The sense of time and its passage that the flick of Béraud’s brush creates in this particular work is compounded by the inclusion of a newspaper – the choice of Le Figaro in particular, issued daily after 1866, marks the moment as both topical and temporal, and as fleeting as the play of light across varied surfaces, which Béraud has tried to capture here. Such attention to the temporary nature of the world in which he lived is witnessed in others of Béraud’s canvases, such as his Les Grands Boulevards (Café Américain) (private collection) of ca. 1897, in which posters clearly advertise a variety of upcoming events. In 1889, moreover, Béraud was commissioned to paint La salle de rédaction du Journal des débats (Musée d’Orsay, Paris) – a rare subject in his oeuvre, but in keeping with the scientific and business interests compelled by such influential artistic movements as Naturalism and Positivism, of which Béraud was tangentially a part.
Set in the suburbs, a new and important theme in nineteenth-century art and literature, particularly among the Impressionists and Realist artists such as Jean-François Raffäelli (1850-1924) (see the Gallery 19c inventory for an important example of this artist’s banlieue themes), the subject of this work might be compared to the isolated female figures that populate many of Béraud’s metropolitan scenes. Rather than shopping along Paris’s boulevards or navigating a busy public square, however, this woman is cast as a thoughtful reader of current events. With no need for a chaperone, and clearly at ease in her pastoral location, she cannot be mistaken for a powerless or decorative object. Le Figaro rests precariously on the folding seat by her side, abandoned for the moment as the woman contemplates what she has read. (The trope of reading was a common one in nineteenth-century art, and in particular in the works of the Impressionists. Typically, however, it was the act of escapism and quietude that was their focus, rather than the political, historical, or literary content of the texts themselves. In time, works of art featuring newspapers evolved to become purveyors of specific political commentary, and a subject in and of itself. Beginning in the early 1900s, Georges Braque [1882-1963] and Pablo Picasso [1881-1973] – both loyal readers – started the art of collage, cutting bits of newspapers and pasting them on canvas.) It is hard not to imagine that Béraud’s tendency to create images glossed with humor or even mockery of contemporary Parisian culture may be at play in this rare work. The painter associated so closely with the superficialities and glitter of modern urban life here seems to mimic his subject, seeking meditative respite in the city’s suburbs - albeit, given the lure of Le Figaro’s printed words, not as successfully as he might hope.

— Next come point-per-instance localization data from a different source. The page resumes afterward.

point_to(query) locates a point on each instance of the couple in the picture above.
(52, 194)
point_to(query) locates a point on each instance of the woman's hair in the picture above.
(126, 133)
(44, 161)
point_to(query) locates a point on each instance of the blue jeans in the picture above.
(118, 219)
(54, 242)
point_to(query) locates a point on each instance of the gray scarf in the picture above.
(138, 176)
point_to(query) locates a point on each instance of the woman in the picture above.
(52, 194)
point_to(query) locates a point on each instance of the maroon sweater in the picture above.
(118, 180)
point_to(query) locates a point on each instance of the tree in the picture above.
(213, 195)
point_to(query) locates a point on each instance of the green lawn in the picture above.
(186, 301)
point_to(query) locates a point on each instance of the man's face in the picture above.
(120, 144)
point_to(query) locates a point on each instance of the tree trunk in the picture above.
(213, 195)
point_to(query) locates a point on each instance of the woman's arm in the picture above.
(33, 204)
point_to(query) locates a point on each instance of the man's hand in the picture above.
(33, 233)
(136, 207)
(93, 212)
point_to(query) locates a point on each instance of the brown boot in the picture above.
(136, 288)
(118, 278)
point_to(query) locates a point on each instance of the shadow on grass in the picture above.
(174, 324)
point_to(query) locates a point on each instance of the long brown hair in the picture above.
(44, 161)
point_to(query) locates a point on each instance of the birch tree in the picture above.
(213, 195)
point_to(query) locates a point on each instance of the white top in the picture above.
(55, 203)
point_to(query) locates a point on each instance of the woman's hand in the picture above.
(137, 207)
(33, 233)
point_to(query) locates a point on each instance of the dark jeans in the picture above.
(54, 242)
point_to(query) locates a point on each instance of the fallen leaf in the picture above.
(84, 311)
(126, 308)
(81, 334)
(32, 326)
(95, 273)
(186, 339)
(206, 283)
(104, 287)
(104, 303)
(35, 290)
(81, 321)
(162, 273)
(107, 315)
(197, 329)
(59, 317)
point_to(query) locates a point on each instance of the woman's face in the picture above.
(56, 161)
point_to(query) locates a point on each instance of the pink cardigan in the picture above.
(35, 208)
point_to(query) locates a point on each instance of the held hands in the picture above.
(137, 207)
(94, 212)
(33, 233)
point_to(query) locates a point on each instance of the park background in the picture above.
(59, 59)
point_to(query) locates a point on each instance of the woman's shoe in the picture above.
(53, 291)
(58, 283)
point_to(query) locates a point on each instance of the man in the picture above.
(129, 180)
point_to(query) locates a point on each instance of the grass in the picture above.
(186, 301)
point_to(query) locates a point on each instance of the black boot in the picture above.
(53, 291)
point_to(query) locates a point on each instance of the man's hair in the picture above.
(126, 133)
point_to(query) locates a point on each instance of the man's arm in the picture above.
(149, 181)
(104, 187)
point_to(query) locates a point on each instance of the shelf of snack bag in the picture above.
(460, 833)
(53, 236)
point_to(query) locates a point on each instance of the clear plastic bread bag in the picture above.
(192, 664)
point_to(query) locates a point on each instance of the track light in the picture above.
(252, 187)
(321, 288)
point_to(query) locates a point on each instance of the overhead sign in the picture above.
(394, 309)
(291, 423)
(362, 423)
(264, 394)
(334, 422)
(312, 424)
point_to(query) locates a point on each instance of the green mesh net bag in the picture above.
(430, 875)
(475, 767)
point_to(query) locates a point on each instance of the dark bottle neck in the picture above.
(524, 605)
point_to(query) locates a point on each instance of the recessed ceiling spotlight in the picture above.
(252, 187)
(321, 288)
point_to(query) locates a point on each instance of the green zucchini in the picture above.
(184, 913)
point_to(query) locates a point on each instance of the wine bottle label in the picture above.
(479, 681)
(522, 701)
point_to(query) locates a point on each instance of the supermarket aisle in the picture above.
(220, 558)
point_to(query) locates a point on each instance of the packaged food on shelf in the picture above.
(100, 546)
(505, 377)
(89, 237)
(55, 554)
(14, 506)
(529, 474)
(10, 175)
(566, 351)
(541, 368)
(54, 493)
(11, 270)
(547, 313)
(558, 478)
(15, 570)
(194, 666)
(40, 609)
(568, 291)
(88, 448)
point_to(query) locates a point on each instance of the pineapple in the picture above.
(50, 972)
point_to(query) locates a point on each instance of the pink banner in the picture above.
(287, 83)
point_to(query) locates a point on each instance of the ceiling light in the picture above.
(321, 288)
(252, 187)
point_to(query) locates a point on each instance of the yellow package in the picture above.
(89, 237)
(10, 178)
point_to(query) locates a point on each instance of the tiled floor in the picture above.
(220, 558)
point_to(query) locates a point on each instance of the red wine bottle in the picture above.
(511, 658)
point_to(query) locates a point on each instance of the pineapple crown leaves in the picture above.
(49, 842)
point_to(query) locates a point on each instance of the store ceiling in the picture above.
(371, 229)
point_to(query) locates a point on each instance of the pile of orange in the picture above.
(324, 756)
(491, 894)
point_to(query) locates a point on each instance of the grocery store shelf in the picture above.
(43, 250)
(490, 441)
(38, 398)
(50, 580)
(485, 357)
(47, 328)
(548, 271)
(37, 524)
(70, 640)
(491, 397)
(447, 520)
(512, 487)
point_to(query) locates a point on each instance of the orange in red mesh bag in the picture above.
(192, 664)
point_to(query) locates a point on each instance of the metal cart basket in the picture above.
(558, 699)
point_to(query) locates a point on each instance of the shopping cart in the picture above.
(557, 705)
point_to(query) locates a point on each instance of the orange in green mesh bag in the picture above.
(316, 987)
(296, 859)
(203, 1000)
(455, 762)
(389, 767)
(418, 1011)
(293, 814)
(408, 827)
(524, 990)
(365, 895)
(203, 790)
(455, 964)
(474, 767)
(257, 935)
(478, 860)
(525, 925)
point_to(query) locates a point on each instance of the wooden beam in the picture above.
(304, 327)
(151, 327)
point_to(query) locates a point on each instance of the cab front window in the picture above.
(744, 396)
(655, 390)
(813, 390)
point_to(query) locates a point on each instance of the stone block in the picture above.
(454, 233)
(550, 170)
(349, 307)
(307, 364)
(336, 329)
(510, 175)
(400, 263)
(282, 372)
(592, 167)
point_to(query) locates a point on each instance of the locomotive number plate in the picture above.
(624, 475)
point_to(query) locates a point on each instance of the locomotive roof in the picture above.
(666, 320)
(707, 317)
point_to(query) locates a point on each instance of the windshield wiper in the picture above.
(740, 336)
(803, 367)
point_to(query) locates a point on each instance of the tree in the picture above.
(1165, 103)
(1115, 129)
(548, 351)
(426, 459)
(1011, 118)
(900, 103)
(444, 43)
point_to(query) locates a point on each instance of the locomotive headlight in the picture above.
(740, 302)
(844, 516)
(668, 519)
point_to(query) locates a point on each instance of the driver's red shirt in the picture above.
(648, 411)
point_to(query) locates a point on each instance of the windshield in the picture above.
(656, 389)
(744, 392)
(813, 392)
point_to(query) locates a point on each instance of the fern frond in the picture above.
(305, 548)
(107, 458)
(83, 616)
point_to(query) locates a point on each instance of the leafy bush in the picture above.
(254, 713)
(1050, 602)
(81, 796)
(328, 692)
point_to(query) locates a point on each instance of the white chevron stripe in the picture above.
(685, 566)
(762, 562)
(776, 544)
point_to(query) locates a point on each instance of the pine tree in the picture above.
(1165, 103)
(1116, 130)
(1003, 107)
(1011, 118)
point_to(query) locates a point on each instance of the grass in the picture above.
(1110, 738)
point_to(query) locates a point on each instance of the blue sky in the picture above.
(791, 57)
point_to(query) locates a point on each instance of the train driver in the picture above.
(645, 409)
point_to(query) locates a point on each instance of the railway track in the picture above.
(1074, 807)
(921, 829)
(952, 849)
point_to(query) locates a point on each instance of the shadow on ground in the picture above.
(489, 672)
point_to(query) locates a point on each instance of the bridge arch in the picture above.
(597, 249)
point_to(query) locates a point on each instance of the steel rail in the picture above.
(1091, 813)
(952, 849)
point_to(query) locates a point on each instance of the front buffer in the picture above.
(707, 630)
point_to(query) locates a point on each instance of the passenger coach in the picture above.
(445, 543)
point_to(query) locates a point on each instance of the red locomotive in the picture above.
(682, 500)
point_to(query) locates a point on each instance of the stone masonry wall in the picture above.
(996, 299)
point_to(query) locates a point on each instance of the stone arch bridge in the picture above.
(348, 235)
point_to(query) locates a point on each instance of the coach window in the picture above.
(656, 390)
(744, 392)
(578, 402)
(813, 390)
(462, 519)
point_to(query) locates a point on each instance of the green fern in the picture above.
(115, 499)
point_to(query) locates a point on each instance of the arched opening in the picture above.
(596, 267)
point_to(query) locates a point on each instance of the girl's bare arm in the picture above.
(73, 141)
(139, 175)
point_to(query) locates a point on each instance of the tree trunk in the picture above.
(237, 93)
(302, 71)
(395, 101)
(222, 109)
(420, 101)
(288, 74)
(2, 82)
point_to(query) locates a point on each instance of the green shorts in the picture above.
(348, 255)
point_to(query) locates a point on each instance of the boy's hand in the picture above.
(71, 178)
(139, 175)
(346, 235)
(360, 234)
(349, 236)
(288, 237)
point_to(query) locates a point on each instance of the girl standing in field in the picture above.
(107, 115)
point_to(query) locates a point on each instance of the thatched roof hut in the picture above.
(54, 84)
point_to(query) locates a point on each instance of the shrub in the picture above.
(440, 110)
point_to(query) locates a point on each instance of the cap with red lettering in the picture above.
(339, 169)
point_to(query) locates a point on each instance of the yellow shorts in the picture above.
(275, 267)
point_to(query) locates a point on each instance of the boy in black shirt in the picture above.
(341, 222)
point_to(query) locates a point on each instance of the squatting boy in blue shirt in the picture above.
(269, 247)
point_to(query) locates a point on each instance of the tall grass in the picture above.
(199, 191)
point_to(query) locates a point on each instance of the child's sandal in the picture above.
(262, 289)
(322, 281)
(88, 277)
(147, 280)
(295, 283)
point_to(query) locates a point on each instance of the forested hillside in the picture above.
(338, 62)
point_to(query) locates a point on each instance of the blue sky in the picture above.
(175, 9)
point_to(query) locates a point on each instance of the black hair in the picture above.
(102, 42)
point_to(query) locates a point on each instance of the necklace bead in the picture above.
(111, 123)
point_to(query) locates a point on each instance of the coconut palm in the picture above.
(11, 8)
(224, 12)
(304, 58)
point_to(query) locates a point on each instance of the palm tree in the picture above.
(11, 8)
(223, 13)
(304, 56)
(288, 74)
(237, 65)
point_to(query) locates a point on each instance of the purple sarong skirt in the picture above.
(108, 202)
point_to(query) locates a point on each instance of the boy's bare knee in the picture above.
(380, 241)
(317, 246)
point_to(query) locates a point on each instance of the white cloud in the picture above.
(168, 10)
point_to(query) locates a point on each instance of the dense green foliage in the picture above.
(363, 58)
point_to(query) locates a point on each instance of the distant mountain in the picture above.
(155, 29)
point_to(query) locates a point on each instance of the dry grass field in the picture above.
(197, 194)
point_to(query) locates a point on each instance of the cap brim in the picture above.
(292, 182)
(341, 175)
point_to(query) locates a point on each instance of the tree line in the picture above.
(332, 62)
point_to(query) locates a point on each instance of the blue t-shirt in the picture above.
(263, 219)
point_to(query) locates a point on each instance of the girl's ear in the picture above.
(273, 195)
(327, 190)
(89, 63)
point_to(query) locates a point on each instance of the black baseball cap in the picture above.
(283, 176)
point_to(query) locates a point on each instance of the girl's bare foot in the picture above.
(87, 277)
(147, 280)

This note was written by Emily M. Weeks, Ph.D.
 This posture is also reminiscent of the figurative paintings of Childe Hassam (1859-1935), whose depictions of fashionably clad women from the back form a distinct subgroup within his oeuvre.
 The first daily edition of Le Figaro, issued on November 16, 1866, sold 56,000 copies; this was the highest circulation of any newspaper in France.
It is interesting given this interest in the momentary and the fleeting, that Béraud’s attention to fashion is not more specific; the dress of the woman in the present work is of the moment, to be sure, but it is not rendered with the specificity that a clothing historian might expect.
 A series of eleven works by Béraud, for example, feature a single female figure in the Place de la Concorde.